Алла дружила с их домом года два. Появилась — и будто всегда тут была. По средам приносила пирог, по выходным — настойку. Геннадий её привечал. Антонина — терпела. Не чужой же человек, вроде.
Дверь дальней комнаты никогда плотно не закрывалась. Перекосило косяк ещё при матери. Антонина давно привыкла. А сейчас вдруг поняла: через эту щель слышно всё. До словечка.
На кухне звякнули чашки.
— Геночка, ну садись, не топчись. Разговор-то взрослый.
— Аллочка, ты потише. Тоня там.
— Спит твоя Тоня. Я ж видела, её повело уже к девяти.
Антонина не шевельнулась. На серванте, прямо напротив, стояла фотография матери. В простой рамке. Мать смотрела куда-то мимо.
— Так вот. По-умному надо, Гена. Квартира на ней одной записана?
— На ней. От матери досталось.
— Вот. А ты тут девять лет живёшь. Ремонт делал? Делал. Окна менял? Менял.
— Ну менял…
— А прав у тебя — ноль. Случись что — и на улицу, золотце. К дочке своей поедешь, в Тверь?
Геннадий засопел. Антонина знала этот звук. Так он сопел, когда не знал, что ответить.
— Тоня не выгонит.
— Сегодня не выгонит. А завтра? Бабы — они знаешь какие. Я ж по-родственному говорю.
Перстень Аллы стукнул по столу. Раз, другой. Будто отбивала такт.
— Что предлагаешь-то? — выдавил Геннадий.
— Долю. Половину пусть на тебя перепишет. По-семейному, тихо. Скажешь — для надёжности, мол, мало ли. Она и не поймёт.
Антонина медленно надела очки. Зачем — сама не знала. Так стало виднее фотографию.
— А если не согласится? — Гена совсем сник.
— А ты не спрашивай так в лоб. Ты подведи. «Тонечка, давай по уму всё оформим, чтоб дети потом не грызлись». Она и растает.
— Хитро это как-то.
— Не хитро, а с головой! Гена, тебе пятьдесят восемь. Ты о себе подумай хоть раз.
Антонина сидела. Не шевелилась. В груди было пусто и холодно, как в выстуженной комнате.
Девять лет. Окна он, значит, менял. Окна. Она вспомнила, как сама бегала по магазинам, как с бригадиром торговалась, как ему же потом борщ варила, пока он «руководил».
— Аллочка, а тебе-то с этого что? — вдруг спросил Гена.
Повисло молчание на кухне. Антонина чуть подалась вперёд. Вот это вопрос. Молодец, Гена.
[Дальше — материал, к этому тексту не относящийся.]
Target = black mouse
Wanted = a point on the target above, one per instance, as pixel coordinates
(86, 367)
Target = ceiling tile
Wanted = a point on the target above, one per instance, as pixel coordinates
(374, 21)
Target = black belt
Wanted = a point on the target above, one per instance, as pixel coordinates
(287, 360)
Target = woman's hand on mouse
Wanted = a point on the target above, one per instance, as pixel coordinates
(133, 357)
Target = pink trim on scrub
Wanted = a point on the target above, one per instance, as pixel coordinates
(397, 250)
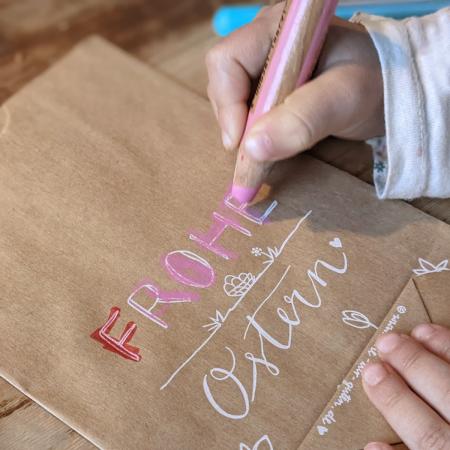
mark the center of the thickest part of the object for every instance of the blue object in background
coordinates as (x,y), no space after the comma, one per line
(230,18)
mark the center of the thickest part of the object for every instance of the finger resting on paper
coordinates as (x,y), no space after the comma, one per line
(416,423)
(426,373)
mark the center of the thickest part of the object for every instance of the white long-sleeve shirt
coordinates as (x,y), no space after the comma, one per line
(413,159)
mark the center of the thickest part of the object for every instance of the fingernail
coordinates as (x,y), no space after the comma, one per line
(388,343)
(258,146)
(423,332)
(227,142)
(374,374)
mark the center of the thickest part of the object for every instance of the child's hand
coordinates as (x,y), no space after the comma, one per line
(345,99)
(412,387)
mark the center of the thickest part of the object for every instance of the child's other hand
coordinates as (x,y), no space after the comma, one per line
(345,99)
(411,387)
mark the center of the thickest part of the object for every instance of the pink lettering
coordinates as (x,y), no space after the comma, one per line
(160,297)
(208,240)
(120,346)
(190,269)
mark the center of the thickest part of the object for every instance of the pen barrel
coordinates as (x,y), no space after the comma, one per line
(290,63)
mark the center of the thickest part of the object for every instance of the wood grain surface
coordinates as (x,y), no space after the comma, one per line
(172,36)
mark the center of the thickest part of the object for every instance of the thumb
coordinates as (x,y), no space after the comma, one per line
(306,116)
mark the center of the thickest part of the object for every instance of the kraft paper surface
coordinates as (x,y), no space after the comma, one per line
(148,310)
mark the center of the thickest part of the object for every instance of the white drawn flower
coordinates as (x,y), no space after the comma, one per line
(257,251)
(357,319)
(427,267)
(237,285)
(216,322)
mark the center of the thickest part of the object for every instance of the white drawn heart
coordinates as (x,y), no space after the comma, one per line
(336,243)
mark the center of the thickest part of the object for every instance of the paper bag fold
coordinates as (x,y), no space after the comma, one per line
(350,421)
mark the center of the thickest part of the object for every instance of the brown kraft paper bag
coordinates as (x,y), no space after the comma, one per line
(147,310)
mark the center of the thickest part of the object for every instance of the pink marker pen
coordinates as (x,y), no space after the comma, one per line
(291,61)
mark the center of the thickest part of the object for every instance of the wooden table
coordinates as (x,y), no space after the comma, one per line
(172,36)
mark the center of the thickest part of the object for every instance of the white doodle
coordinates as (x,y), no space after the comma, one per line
(263,439)
(427,267)
(237,285)
(357,319)
(224,317)
(260,360)
(344,391)
(220,374)
(243,210)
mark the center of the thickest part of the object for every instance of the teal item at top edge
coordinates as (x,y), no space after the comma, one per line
(230,18)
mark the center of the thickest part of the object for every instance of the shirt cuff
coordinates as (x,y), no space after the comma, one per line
(401,165)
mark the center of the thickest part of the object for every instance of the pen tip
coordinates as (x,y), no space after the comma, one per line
(243,194)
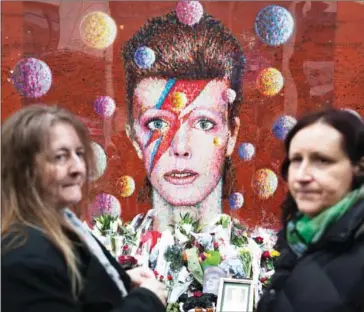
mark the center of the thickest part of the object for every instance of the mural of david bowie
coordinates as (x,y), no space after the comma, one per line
(183,94)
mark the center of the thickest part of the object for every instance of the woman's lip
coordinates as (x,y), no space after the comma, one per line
(181,177)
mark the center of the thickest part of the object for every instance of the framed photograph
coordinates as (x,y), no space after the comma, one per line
(235,295)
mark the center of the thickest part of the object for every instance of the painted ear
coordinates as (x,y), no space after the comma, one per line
(233,137)
(136,146)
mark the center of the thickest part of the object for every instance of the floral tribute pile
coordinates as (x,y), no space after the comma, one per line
(180,256)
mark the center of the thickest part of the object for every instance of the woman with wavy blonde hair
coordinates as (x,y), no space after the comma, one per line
(50,261)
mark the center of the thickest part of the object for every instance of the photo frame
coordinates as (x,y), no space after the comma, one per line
(235,295)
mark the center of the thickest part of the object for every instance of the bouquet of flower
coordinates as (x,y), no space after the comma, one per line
(181,256)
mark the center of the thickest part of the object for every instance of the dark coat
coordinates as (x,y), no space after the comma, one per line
(34,279)
(330,275)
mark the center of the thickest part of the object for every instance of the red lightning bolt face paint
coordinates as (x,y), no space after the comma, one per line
(176,125)
(180,95)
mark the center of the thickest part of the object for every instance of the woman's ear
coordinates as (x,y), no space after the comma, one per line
(359,168)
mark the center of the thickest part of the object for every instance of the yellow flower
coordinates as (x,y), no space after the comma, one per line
(274,253)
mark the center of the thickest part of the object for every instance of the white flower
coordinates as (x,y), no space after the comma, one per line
(187,228)
(98,225)
(114,226)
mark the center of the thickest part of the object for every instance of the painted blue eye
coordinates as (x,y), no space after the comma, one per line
(157,124)
(204,124)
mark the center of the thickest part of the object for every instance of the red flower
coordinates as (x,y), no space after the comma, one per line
(197,294)
(259,240)
(266,255)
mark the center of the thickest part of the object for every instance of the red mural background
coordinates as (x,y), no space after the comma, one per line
(323,65)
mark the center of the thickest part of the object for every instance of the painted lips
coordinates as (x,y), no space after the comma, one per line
(181,177)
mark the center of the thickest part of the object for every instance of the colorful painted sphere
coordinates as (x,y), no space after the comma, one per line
(282,126)
(274,25)
(127,186)
(265,183)
(105,203)
(98,30)
(189,12)
(246,151)
(144,57)
(236,201)
(104,106)
(270,81)
(32,78)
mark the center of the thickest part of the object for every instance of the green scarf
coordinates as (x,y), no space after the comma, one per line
(303,230)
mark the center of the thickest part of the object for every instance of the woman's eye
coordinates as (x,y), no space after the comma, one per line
(204,124)
(157,124)
(81,154)
(295,160)
(60,157)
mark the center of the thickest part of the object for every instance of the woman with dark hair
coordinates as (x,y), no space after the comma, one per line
(49,260)
(183,92)
(321,267)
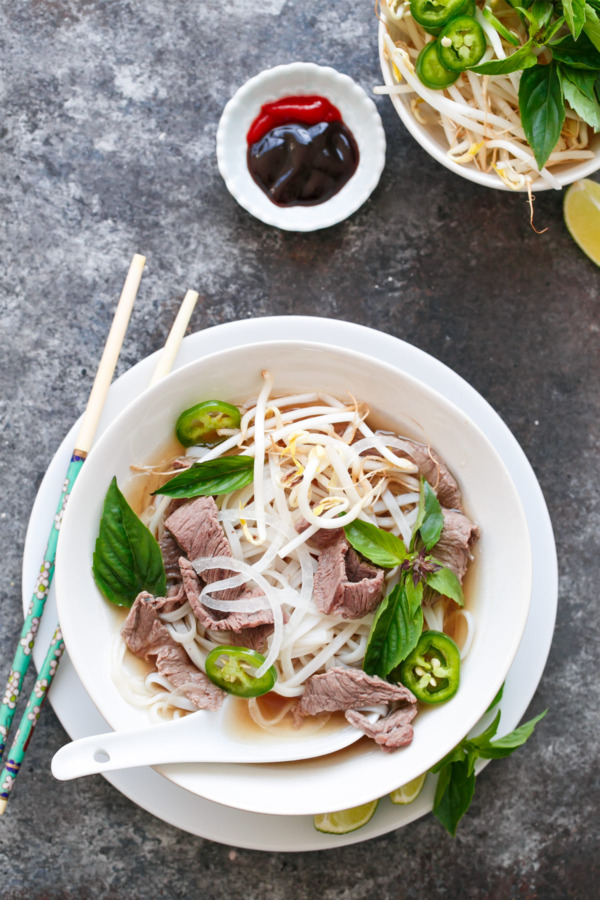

Хоть раз.
— Мне? — Алла хохотнула. — Мне ничего. Я ж за тебя радею. Не чужие же.
— Угу, — себе под нос буркнула Антонина.
— Просто, — Алла понизила голос, — ну, переоформите, а там, может, и мне уголок найдётся. У меня ж со съёмом беда, ты знаешь. А вы тут вдвоём в трёх комнатах болтаетесь.
Вот оно как.
Антонина откинулась обратно в кресло. Теперь всё встало на места. И пироги по средам. И настойка. И «золотце».
— Не, Алла, ты это брось, — заволновался Гена. — Я про тебя уговору не было.
— Да не сейчас же! Сперва долю выбей. А там видно будет. Я ж не тороплю.
— Тоня меня раскусит.
— Не раскусит, если не дурак. Подкатывай ласково. С цветами там. С разговорами про будущее.
Антонина усмехнулась в темноте. С цветами. Геннадий за девять лет цветы дарил дважды: один раз на свадьбу, второй — когда забыл годовщину и спохватился у метро.
На кухне зашуршало. Кажется, Алла собиралась.
— Ладно, золотце, я пошла. Ты думай, думай. Только не тяни. Время-то идёт.
— Угу, — сказал Гена.
— И Тоньке привет. Спит, бедная. Умаялась.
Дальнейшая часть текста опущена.